You can also drop some of the columns, if you don’t want to use them for the prediction, by simply deselecting them. For this post, we deselect the order*_**id* column. Because it’s a primary key, it doesn’t have valuable information, and so doesn’t add value to the model training process.
You can choose Preview model to get insights on feature importance and iterate the model quickly. We also see the RMSE is now 1.223, which is improved from 1.225. The lower the RMSE, the better a given model is able to fit a dataset.
From our exploratory data analysis, we can see that the dataset doesn’t have a lot of missing values. Therefore, we don’t have to handle missing values. If you see a lot of missing values for your features, you can filter the missing values.
To extract more insights, you can proceed with a datetime extraction. With the datetime extraction transform, you can extract values from a datetime column to a separate column.
To perform a datetime extraction, complete the following steps:
On the Build tab of the SageMaker Canvas application, choose Extract.
Choose the column from which you want to extract values (for this post, OrderDate).
For Value, choose one or more values to extract from the column. For this post, we choose Year and Month.The values you can extract from a timestamp column are Year, Month, Day, Hour, Week of year, Day of year, and Quarter.
Choose Add to add the transform to the model recipe.
SageMaker Canvas creates a new column in the dataset for each of the values you extract.
Model training
It’s time to finally train the model! Before building a complete model, it’s a good practice to have a general idea about the performances that our model will have by training a quick model. A quick model trains fewer combinations of models and hyperparameters in order to prioritize speed over accuracy. This is helpful in cases like ours where we want to prove the value of training an ML model for our use case. Note that the quick build option isn’t available for models bigger than 50,000 rows.
Now we wait anywhere from 2–15 minutes for the quick build to finish training our model.
Evaluate model performance
When training is complete, SageMaker Canvas automatically moves to the Analyze tab to show us the results of our quick training, as shown in the following screenshot.
You may experience slightly different values. This is expected. Machine learning introduces some variation in the process of training models, which can lead to different results for different builds.
Let’s focus on the Overview tab. This tab shows you the column impact, or the estimated importance of each column in predicting the target column. In this example, the ExpectedShippingDays column has the most significant impact in our predictions.

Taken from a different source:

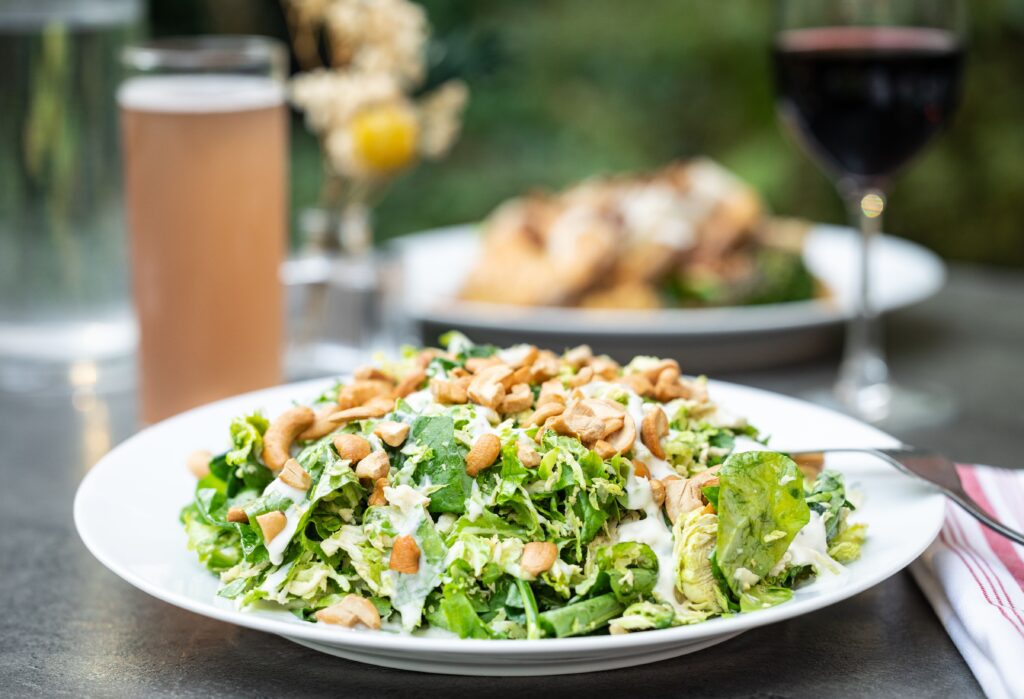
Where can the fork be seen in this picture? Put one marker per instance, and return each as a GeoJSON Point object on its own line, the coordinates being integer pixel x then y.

On the Scoring tab, you can see a plot representing the best fit regression line for ActualshippingDays. On average, the model prediction has a difference of +/- 0.7 from the actual value of ActualShippingDays. The Scoring section for numeric prediction shows a line to indicate the model’s predicted value in relation to the data used to make predictions. The values of the numeric prediction are often +/- the RMSE value. The value that the model predicts is often within the range of the RMSE. The width of the purple band around the line indicates the RMSE range. The predicted values often fall within the range.
As the thickness of the RMSE band on a model increases, the accuracy of the prediction decreases. As you can see, the model predicts with high accuracy to begin with (lean band) and as the value of actualshippingdays increases (17–22), the band becomes thicker, indicating lower accuracy.

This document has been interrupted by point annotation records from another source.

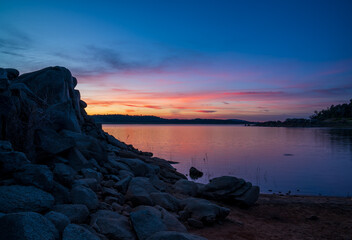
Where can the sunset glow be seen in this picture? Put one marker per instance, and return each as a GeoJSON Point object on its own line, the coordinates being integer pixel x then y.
{"type": "Point", "coordinates": [154, 62]}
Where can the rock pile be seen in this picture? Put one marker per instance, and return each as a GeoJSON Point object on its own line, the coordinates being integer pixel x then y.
{"type": "Point", "coordinates": [63, 177]}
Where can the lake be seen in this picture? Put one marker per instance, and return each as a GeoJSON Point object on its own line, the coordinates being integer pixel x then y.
{"type": "Point", "coordinates": [306, 161]}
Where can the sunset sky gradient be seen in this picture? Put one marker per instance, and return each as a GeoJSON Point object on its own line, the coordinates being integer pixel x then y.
{"type": "Point", "coordinates": [251, 60]}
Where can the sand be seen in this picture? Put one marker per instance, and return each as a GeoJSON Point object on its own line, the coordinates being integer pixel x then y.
{"type": "Point", "coordinates": [286, 217]}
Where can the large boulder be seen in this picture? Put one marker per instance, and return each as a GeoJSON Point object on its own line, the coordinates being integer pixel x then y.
{"type": "Point", "coordinates": [84, 195]}
{"type": "Point", "coordinates": [139, 168]}
{"type": "Point", "coordinates": [186, 187]}
{"type": "Point", "coordinates": [146, 222]}
{"type": "Point", "coordinates": [58, 219]}
{"type": "Point", "coordinates": [76, 232]}
{"type": "Point", "coordinates": [51, 142]}
{"type": "Point", "coordinates": [24, 198]}
{"type": "Point", "coordinates": [11, 162]}
{"type": "Point", "coordinates": [232, 190]}
{"type": "Point", "coordinates": [90, 173]}
{"type": "Point", "coordinates": [37, 175]}
{"type": "Point", "coordinates": [139, 191]}
{"type": "Point", "coordinates": [77, 213]}
{"type": "Point", "coordinates": [26, 226]}
{"type": "Point", "coordinates": [172, 235]}
{"type": "Point", "coordinates": [64, 174]}
{"type": "Point", "coordinates": [112, 224]}
{"type": "Point", "coordinates": [203, 210]}
{"type": "Point", "coordinates": [166, 201]}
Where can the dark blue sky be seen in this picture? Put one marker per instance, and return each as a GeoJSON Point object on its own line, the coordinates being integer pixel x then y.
{"type": "Point", "coordinates": [220, 59]}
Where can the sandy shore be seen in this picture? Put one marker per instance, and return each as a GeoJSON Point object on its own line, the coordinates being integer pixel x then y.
{"type": "Point", "coordinates": [286, 217]}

The Advanced metrics section contains information for users that want a deeper understanding of their model performance. The metrics for numeric prediction are as follows:
R2 – The percentage of the difference in the target column that can be explained by the input column.
MAE – Mean absolute error. On average, the prediction for the target column is +/- {MAE} from the actual value.

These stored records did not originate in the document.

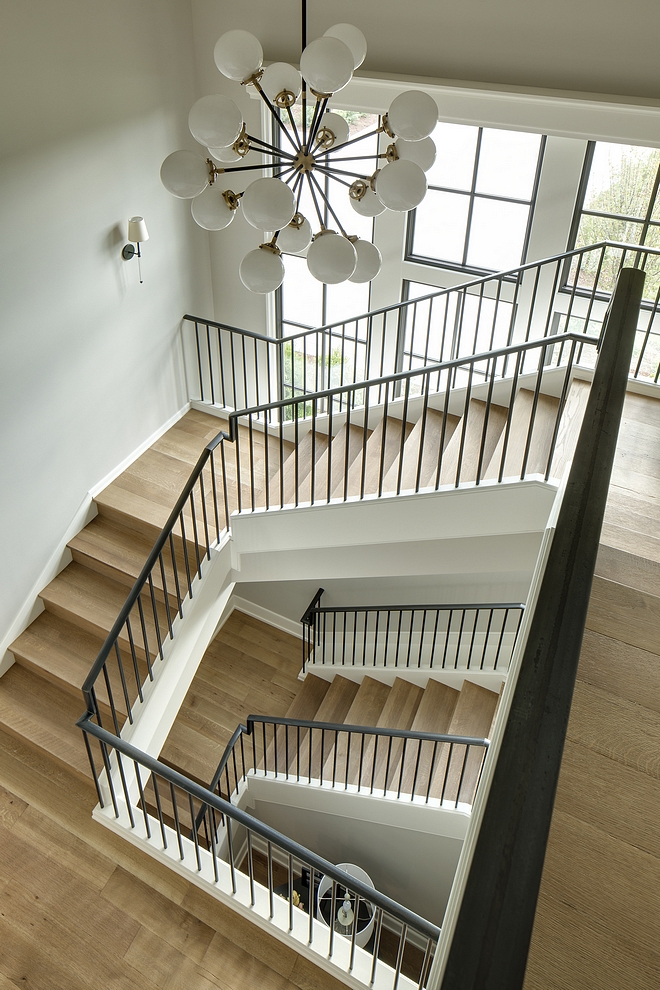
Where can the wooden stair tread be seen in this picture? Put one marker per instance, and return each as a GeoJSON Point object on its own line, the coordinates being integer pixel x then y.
{"type": "Point", "coordinates": [456, 772]}
{"type": "Point", "coordinates": [544, 419]}
{"type": "Point", "coordinates": [468, 435]}
{"type": "Point", "coordinates": [365, 709]}
{"type": "Point", "coordinates": [63, 653]}
{"type": "Point", "coordinates": [434, 714]}
{"type": "Point", "coordinates": [43, 716]}
{"type": "Point", "coordinates": [93, 602]}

MAPE – Mean absolute percent error. On average, the prediction for the target column is +/- {MAPE} % from the actual value.
RMSE – Root mean square error. The standard deviation of the errors.
The following screenshot shows a graph of the residuals or errors. The horizontal line indicates an error of 0 or a perfect prediction. The blue dots are the errors. Their distance from the horizontal line indicates the magnitude of the errors.
R-squared is a statistical measure of how close the data is to the fitted regression line. The higher percentage indicates that the model explains all the variability of the response data around its mean 87% of the time.
On average, the prediction for the target column is +/- 0.709 {MAE} from the actual value. This indicates that on average the model will predict the target within half a day. This is useful for planning purposes.
The model has a standard deviation (RMSE) of 1.223. As you can see, the model predicts with high accuracy to begin with (lean band) and as the value of actualshippingdays increases (17–22), the band becomes thicker, indicating lower accuracy.
The following image shows an error density plot.
You now have two options as next steps:
You can use this model to run some predictions by choosing Predict.
You can create a new version of this model to train with the Standard build option. This will take much longer—about 4–6 hours—but will produce more accurate results.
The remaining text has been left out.